­ ANAMAS EFSANESİ | Kültür Portalı

Anamas Efsanesi - Isparta

Efsaneler

Anamas Yaylası, Anamas Dağı’nın eteğindedir. Sütçüler, Beyşehir Gölü, Şarkikaraağaç arasında oldukça geniş bir yayladır. Yüksekliği 1.500 metrenin üzerindedir. Anamas adının verilmesiyle ilgili iki tane rivayet bulunmaktadır.

Birinci Rivayet: Aksu İlçesi’nin ilk adı olan Anamas’da vaktiyle fakir bir ailenin oğlu, anasının yanlış telkinlerine kapılarak küçükken yumurta ve tavuk hırsızlığına başlamıştır. İşi gitgide büyüterek korkulur bir eşkıya olmuş, yol keser, haraç alır, her türlü pislikleri yapmaya başlamış. Nihayet yakasını hükümetin pençesine kaptırmıştır. Kıydığı canların, yollarını kestiği mazlumların bedduası onu darağacı altına getirmiştir. Tam asılacağı sırada son isteği sorulmuş. Abdest almış ve iki rekat namaz kılmış ve ellerini göğe kaldırarak: "Yarabbi, bu işlerde benim günahım yok. Beni bu kötü yollara anam öğütledi. Beni asma anamı-as..." diye yalvarmaya başlamış. Derken adamı asmaya memur olan hükümet adamları, zavallı delikanlı yiğidin macerasını dinlemişler ve onu asmaktan vazgeçmişler. İşte, kendini bilmez, cahil bir ananın teşvikiyle hırsızlığa alışan masum delikanlının macerası bu dağlara Anamı-as adını verdirmiştir.
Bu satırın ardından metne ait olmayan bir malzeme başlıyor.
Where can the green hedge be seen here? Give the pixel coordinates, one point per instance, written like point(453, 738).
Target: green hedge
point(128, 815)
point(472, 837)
İkinci Rivayet: Çok eskiden bu dağda bir zengin ağa yaşarmış. Astığı astık, kestiği kestikmiş. Ağanın adamları, sürüleri, sürülerine bakan çobanları varmış. Çobanlarından biri özü sözü doğru, yağız bir delikanlı imiş. Delikanlı, ağanın kızına âşıkmış. Yıllarca "ben bir çobanım, o ağa kızı" diye aşkını kor yapıp içinde saklamış. Ama bir zaman gelmiş dayanamamış "ana" demiş. "Bana ağanın kızını isteyeceksin." Ana önce korkmuş, çekinmiş ama oğlunun solan yüzüne dayanamamış, gitmiş kızı istemiş. Meğer kız da çobanı severmiş. Ağa, kızının hatırı için çobanın dileğini hoş görmüş. Demiş ki: "kızımı veririm, ama, koyunlarımı bir gün susuz bırakacak, ertesi gün göl kıyısına götüreceksin." Çoban kabul etmiş. Ağanın dediği gibi sürüyü susuz bırakıp, göle götürmüş. Tam yaklaştıklarında başlamış kaval çalmaya. Cümle koyunlar, kuzular durmuşlar. Kavalın sihirli sesi onları büyülemiş, suyu görmez olmuşlar. Yalnız içlerinden biri kendini sudan alamamış. Binlerce başlık sürüdeki bir koyun yüzünden de ağa: "olmaz" demiş. Bir daha denemişler yine olmamış. Üçüncüsünde inatçı koyun da, kavalın nağmesine uyup su içmemiş. Bu defa ağa: "bir kere daha dene" deyince çoban kızmış. "anamı assalar bu kızı almam" demiş ve vermiş kendini dağa. Bir daha ne gören olmuş, ne sesini duyan. "anamı assalar" sözü de yılların altında ezile ezile değişerek Anamas olmuştur. Efsanede geçen hadise sonucunda çobanın "anamı assalar" sözü zamanla yöreye Anamas adını vermiştir. Efsane içinde çobanın olağanüstü bir gücü ortaya konmuştur. Bu gücü aşkına olan samimiyetinden dolayı Allah tarafından aldığına inanılmaktadır.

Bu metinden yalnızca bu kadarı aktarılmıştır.